Robust nonadiabatic T2 preparation using universal parallel-transmit kT -point pulses for 3D FLAIR imaging at 7 T.

ABSTRACT

PURPOSE: The fluid attenuated inversion recovery sequence is a pillar technique to detect brain lesions in MRI. At ultrahigh field, the lengthening of T1 often advocates a T2 -weighting preparation module to regain signal and contrast between tissues, which can be affected by transmit RF field inhomogeneity. In this note, we report an extension of a previous fluid attenuated inversion recovery study that now incorporates the T2 preparation with parallel transmission calibration-free universal pulses to mitigate the problem. METHODS: The preparation consisted of a 90°-τ-180° -τ-90° module to implement an effective inversion in the CSF and a saturation in the brain tissues. Care was taken for the pulses to have the desired phase relationship in every voxel by appropriate pulse design. The RF pulse design made use of the kT -point parametrization and was based on a database of 20 B1+ and ΔB0 maps previously acquired on different subjects at 7 T. Simulations and experiments on 5 volunteers, not contained in the database, were performed for validation.
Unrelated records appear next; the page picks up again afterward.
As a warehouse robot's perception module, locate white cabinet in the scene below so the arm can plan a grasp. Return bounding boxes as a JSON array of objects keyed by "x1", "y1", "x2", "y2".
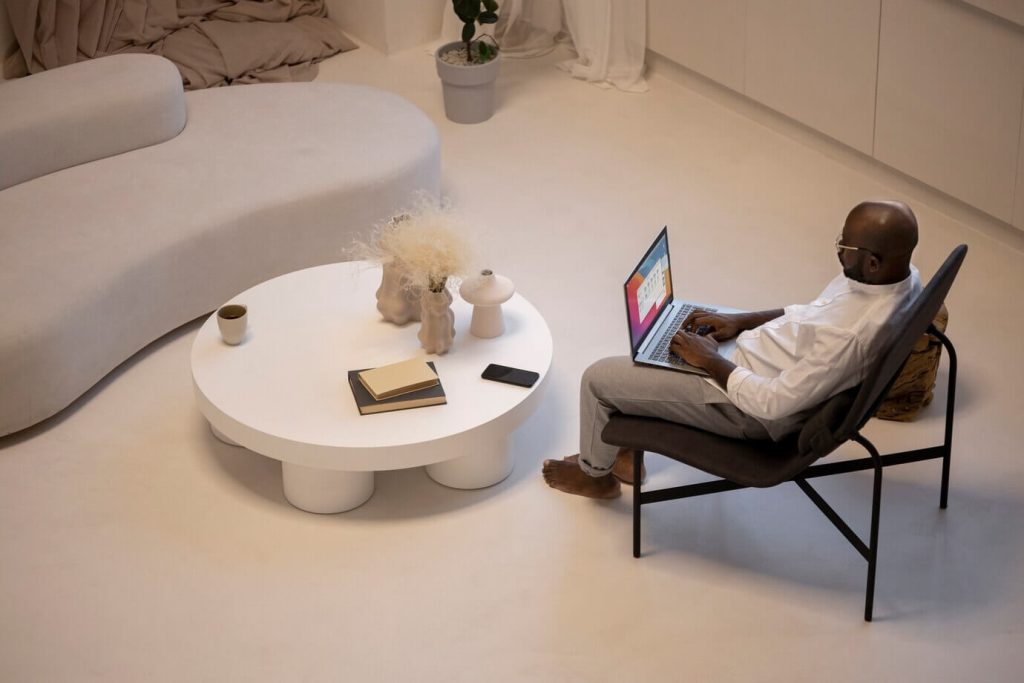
[
  {"x1": 647, "y1": 0, "x2": 746, "y2": 92},
  {"x1": 744, "y1": 0, "x2": 880, "y2": 154},
  {"x1": 874, "y1": 0, "x2": 1024, "y2": 222}
]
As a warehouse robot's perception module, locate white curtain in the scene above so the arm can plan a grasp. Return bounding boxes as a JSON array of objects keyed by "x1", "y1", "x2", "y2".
[
  {"x1": 552, "y1": 0, "x2": 647, "y2": 92},
  {"x1": 441, "y1": 0, "x2": 647, "y2": 92}
]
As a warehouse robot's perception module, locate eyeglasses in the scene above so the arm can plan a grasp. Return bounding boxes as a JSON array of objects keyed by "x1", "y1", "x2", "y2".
[{"x1": 836, "y1": 232, "x2": 882, "y2": 261}]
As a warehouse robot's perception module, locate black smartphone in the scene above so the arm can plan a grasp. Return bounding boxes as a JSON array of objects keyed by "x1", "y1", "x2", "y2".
[{"x1": 480, "y1": 362, "x2": 541, "y2": 387}]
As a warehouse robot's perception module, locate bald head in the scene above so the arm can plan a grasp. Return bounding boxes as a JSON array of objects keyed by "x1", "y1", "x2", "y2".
[{"x1": 840, "y1": 202, "x2": 918, "y2": 285}]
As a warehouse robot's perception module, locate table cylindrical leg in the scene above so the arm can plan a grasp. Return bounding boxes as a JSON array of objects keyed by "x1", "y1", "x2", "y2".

RESULTS: Simulations reported very good inversion efficiency for the preparation module with 8% variation, with respectively 4 and 6 times less power and specific absorption rate than for the adiabatic version. Experiments revealed fluid attenuated inversion recovery images free of B1+ artifacts. CONCLUSION: This work contributes further to the panel of 3D sequences validated and now available with universal pulses at 7 T. The drop in power and specific absorption rate demand compared with adiabatic pulses in the T2 preparation leads to more freedom for the design of the readout train.